It is more oriented to emulated a web user interaction with a real browser (such as firefox, chrome, opera, ie, ...) and the interaction and testing of web apps from these browsers.
Also I cannot see how to handle the responses from the server-side using this thing. Few functions seem to be interesting regarding HTTP protocol handling and manipulation, as I said before most of the functions present are related with the user interaction.
The Python version can be installed easily: pip install selenium
The already implemented functions can be read on this file: /usr/share/pyshared/selenium/selenium.py
I didn't find any useful function to allow a HTTP PT (client side) embed the TOR traffic into HTTP requests (maybe some cookie function related) and extract the information sent by the HTTP PT server side (maybe some get_body_text() or get_text() funtion).
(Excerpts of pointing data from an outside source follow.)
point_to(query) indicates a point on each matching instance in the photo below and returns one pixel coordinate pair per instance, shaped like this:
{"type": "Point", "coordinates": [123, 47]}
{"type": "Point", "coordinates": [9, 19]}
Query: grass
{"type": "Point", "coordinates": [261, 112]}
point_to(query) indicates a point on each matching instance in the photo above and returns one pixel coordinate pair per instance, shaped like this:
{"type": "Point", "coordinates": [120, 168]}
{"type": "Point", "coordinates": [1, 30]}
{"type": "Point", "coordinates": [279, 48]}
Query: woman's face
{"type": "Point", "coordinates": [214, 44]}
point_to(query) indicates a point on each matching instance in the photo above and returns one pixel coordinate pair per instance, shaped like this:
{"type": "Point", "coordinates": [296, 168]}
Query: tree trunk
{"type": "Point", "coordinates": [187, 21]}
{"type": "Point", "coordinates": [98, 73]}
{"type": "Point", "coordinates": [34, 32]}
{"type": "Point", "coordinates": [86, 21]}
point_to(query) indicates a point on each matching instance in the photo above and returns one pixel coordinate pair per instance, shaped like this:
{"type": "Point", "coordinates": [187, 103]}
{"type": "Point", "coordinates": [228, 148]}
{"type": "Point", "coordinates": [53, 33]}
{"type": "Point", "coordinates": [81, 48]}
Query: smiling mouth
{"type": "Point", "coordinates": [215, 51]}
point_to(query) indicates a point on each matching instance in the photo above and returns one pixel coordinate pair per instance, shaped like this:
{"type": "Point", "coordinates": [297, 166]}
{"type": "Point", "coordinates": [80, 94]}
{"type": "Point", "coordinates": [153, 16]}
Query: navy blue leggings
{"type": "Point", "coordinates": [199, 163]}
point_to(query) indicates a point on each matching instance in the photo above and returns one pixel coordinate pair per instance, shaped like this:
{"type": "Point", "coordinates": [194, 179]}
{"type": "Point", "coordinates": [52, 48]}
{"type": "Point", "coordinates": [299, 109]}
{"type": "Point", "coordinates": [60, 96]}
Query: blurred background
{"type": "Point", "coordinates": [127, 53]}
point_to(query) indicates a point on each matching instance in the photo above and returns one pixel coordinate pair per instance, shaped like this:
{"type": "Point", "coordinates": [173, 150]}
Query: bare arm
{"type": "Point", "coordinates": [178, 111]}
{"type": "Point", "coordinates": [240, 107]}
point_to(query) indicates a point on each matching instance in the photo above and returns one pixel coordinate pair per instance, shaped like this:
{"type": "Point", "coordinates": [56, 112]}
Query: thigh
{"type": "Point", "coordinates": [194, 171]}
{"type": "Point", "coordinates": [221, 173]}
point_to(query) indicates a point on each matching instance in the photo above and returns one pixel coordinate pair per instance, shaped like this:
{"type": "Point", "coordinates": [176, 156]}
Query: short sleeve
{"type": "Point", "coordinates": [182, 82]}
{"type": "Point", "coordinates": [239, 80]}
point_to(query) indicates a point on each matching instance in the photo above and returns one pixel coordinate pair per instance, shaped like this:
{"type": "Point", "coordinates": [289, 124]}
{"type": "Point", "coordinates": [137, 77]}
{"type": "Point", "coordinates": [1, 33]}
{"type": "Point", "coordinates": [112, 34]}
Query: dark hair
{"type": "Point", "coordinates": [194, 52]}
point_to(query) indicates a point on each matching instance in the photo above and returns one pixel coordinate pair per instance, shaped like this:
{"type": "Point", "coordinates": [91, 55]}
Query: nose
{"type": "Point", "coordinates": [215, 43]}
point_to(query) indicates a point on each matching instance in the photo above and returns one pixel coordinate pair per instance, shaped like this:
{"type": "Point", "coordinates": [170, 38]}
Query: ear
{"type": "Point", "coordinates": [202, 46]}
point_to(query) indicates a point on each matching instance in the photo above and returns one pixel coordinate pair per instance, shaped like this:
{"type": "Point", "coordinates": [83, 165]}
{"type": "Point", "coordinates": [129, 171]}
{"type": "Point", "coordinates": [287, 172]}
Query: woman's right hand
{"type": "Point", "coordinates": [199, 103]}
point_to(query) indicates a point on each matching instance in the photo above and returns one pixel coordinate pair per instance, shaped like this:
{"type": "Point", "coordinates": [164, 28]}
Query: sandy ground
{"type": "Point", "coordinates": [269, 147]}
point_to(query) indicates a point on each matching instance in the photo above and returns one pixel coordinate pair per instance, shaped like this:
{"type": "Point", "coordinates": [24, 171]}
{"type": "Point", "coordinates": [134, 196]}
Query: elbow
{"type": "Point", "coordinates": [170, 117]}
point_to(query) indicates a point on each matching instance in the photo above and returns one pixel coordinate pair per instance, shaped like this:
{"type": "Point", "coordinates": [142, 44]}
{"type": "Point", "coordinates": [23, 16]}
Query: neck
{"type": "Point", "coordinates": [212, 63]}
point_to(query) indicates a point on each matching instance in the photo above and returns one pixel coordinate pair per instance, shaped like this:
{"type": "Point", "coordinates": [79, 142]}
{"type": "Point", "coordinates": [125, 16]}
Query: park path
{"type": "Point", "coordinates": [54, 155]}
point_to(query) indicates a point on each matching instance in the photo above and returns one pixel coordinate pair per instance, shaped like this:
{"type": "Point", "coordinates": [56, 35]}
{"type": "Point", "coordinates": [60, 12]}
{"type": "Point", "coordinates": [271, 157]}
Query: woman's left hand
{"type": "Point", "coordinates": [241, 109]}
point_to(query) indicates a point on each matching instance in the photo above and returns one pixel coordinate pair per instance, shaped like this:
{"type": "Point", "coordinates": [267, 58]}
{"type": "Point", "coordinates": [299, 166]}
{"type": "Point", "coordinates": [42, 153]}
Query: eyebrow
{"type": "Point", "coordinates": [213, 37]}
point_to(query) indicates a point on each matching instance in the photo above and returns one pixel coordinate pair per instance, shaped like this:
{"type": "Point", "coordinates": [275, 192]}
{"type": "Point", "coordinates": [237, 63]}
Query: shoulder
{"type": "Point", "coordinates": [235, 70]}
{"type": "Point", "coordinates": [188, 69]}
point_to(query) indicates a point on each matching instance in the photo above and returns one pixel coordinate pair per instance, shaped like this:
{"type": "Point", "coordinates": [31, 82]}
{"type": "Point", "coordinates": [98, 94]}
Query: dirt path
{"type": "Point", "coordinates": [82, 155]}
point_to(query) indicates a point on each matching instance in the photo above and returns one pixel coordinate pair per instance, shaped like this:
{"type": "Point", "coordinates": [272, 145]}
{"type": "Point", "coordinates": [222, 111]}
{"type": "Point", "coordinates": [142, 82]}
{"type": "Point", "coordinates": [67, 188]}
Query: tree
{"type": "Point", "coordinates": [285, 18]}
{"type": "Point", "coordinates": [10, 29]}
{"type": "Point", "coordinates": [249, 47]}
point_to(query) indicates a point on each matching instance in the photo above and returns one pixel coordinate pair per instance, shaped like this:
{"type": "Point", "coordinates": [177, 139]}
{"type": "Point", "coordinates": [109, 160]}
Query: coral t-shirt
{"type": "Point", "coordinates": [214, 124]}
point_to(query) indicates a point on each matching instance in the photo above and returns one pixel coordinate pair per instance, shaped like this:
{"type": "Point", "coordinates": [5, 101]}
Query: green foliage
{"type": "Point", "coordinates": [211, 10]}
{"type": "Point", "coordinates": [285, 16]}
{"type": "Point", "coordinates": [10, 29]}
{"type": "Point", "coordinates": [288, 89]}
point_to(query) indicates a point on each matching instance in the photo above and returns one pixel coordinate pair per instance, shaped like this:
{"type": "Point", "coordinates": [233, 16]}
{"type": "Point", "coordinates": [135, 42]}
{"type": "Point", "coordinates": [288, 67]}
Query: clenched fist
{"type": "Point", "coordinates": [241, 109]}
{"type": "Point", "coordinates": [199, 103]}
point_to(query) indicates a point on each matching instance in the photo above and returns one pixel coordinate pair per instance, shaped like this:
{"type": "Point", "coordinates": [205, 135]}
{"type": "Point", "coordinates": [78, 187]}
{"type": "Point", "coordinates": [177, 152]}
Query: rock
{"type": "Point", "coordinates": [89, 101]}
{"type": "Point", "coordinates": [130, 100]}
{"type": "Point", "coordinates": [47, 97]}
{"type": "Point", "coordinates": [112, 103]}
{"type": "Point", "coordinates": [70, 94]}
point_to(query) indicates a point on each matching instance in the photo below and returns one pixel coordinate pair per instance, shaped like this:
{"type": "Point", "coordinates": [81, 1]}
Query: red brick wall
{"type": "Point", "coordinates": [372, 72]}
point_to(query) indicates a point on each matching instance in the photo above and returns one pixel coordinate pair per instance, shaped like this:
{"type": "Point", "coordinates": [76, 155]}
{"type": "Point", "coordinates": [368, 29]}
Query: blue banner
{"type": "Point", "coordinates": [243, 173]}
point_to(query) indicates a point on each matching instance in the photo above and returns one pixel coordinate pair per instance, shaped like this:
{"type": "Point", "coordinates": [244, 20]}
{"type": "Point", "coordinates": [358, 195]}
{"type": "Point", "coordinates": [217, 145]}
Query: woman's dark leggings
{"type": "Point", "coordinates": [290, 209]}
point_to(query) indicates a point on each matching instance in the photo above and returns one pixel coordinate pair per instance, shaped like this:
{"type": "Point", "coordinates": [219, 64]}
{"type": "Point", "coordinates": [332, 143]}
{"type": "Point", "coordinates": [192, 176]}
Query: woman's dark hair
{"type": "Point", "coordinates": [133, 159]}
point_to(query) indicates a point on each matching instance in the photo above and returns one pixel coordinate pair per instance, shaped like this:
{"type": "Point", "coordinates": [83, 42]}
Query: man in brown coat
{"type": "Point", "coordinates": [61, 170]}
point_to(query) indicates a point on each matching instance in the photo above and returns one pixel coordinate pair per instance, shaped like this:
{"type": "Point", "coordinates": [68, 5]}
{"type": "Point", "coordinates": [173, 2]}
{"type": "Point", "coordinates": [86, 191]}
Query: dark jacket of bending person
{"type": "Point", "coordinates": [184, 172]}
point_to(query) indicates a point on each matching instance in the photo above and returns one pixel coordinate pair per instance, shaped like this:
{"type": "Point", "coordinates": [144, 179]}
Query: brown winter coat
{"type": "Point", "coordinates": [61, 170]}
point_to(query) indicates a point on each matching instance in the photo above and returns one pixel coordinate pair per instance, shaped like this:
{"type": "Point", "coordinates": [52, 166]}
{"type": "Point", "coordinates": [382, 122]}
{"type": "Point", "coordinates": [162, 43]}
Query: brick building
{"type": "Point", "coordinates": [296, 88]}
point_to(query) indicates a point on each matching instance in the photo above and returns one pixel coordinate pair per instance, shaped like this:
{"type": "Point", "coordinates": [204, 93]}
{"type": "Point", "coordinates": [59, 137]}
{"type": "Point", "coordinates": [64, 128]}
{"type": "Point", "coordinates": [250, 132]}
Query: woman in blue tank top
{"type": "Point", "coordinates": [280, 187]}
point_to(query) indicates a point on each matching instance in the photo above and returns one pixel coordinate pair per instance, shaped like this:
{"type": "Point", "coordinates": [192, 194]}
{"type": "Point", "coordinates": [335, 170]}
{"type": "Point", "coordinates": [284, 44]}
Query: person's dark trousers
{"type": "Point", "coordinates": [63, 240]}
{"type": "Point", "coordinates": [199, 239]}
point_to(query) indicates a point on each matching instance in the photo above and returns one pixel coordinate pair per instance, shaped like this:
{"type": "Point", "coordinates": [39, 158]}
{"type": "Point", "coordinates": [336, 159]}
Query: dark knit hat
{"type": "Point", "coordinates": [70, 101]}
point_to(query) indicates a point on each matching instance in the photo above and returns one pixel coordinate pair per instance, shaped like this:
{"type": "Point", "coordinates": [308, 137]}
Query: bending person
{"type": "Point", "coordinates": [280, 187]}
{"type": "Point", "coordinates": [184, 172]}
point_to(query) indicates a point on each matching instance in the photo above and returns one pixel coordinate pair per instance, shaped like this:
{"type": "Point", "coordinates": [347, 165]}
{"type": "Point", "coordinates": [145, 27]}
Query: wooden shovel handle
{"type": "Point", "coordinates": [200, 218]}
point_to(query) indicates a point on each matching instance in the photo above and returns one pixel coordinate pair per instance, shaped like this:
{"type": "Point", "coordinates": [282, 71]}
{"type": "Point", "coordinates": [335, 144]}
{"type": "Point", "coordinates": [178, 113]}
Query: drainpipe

So I am ready to consider that this option is not be useful to implement a HTTP PT client side. Anyway, I would like to discuss this point with someone interested in this topic.
Hey dardok, I am not an expert with any of these technologies at all, but perhaps you could look into this?
https://addons.mozilla.org/en-us/firefox/addon/mozrepl/
It's an extension you install that then lets you telnet-connect to it and control firefox - which means you could do that from a PT. (There might be an even cleaner interface for programmable access, telnet is just what's advertised on the front page.)
https://github.com/bard/mozrepl/wiki/Tutorial
This shows an example on how to visit a website (the remote bridge maybe) and get information out of the resulting page.